US and South Korean cybersecurity and intelligence agencies warn in joint advisory that North Korean state-sponsored hackers are conducting ransomware attacks against medical facilities and critical infrastructure to fund illegal activities bottom.
The attack, which demands a cryptocurrency ransom in exchange for regaining access to encrypted files, is designed to support North Korea’s state-level priorities and objectives.
This “includes cyber operations targeting the U.S. and South Korean governments. Specific targets include the Department of Defense Information Network and Defense Industrial Base member networks,” the official said.
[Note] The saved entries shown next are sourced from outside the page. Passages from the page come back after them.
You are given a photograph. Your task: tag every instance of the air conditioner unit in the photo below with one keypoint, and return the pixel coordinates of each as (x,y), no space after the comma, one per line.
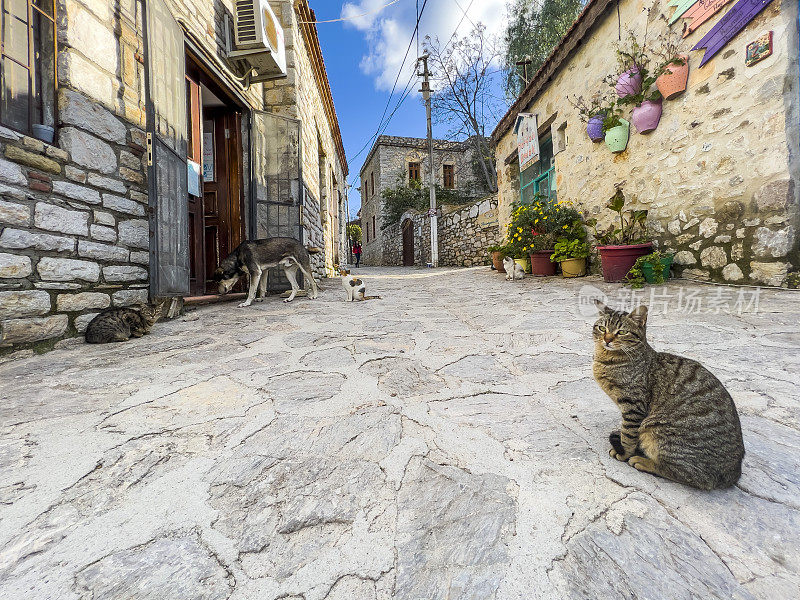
(259,38)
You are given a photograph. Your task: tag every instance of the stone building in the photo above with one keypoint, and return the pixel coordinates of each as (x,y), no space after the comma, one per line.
(394,161)
(718,176)
(168,133)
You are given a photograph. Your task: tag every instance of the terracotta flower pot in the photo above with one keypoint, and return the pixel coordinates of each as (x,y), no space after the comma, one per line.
(646,116)
(672,82)
(617,137)
(630,82)
(594,128)
(497,261)
(541,265)
(573,267)
(616,261)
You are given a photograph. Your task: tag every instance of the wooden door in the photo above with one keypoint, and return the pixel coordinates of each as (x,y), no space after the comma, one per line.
(408,243)
(223,211)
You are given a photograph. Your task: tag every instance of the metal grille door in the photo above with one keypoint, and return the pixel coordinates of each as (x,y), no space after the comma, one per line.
(276,182)
(167,178)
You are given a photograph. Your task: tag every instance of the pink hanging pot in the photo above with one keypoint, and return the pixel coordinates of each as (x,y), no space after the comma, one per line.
(630,82)
(646,116)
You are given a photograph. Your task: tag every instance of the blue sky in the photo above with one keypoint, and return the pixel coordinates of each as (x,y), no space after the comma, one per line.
(363,57)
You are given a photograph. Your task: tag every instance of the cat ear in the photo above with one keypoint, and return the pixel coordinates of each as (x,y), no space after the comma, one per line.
(602,308)
(639,315)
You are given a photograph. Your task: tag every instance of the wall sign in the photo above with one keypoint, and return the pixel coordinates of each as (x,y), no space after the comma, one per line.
(759,49)
(700,12)
(728,26)
(681,6)
(527,130)
(208,156)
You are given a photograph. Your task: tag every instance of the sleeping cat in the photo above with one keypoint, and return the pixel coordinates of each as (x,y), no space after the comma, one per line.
(120,324)
(678,420)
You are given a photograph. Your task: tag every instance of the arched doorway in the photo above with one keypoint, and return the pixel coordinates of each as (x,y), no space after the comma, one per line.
(408,243)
Said.
North Korean threat actors linked This includes the infamous WannaCry ransomware attack in 2017 that infected hundreds of thousands of machines in over 150 countries.
Since then, the North Korean nation-state crew has dabbled in multiple ransomware strains such as VHD, Maui, and H0lyGh0st to consistently generate illicit revenue for the sanctioned regime.
Attackers are known to operate under the identities of third-party foreign affiliates to conceal their involvement, as well as procure infrastructure through cryptocurrencies generated through their criminal activities.
The attack chain launched by the hacking crew includes Apache Log4j, SonicWall, and TerraMaster NAS appliances (e.g. CVE 2021-44228, CVE-2021-20038and CVE-2022-24990) gain initial access and track it through reconnaissance, lateral movement, and ransomware deployment.
In addition to using privately-developed ransomware, attackers have been observed using commercial tools such as BitLocker, DeadBolt, ech0raix, Jigsaw, and YourRansom to encrypt files. It even impersonates other ransomware groups such as REvil.
As a mitigation, agencies should implement the principle of least privilege, disable unnecessary network device management interfaces, enforce multi-layered network segmentation, require phishing-resistant authentication controls, and maintain regular data backups. We encourage organizations to do so.
The alert comes as a new United Nations report finds that North Korean hackers have stolen record-breaking crypto assets estimated to be worth between $630 million and more than $1 billion in 2022. rice field.
report, The Associated Press sawattackers used increasingly sophisticated techniques to access digital networks involved in cyberfinance and steal information from governments, companies, and individuals that could help North Korea’s nuclear and ballistic missile programs. .
It further called out Kimsk, Lazarus Group, and Andariel, part of the Reconnaissance General Authority (RGB), to continue targeting victims for the purpose of generating revenue Information solicitation Something of value to the Hermit Kingdom.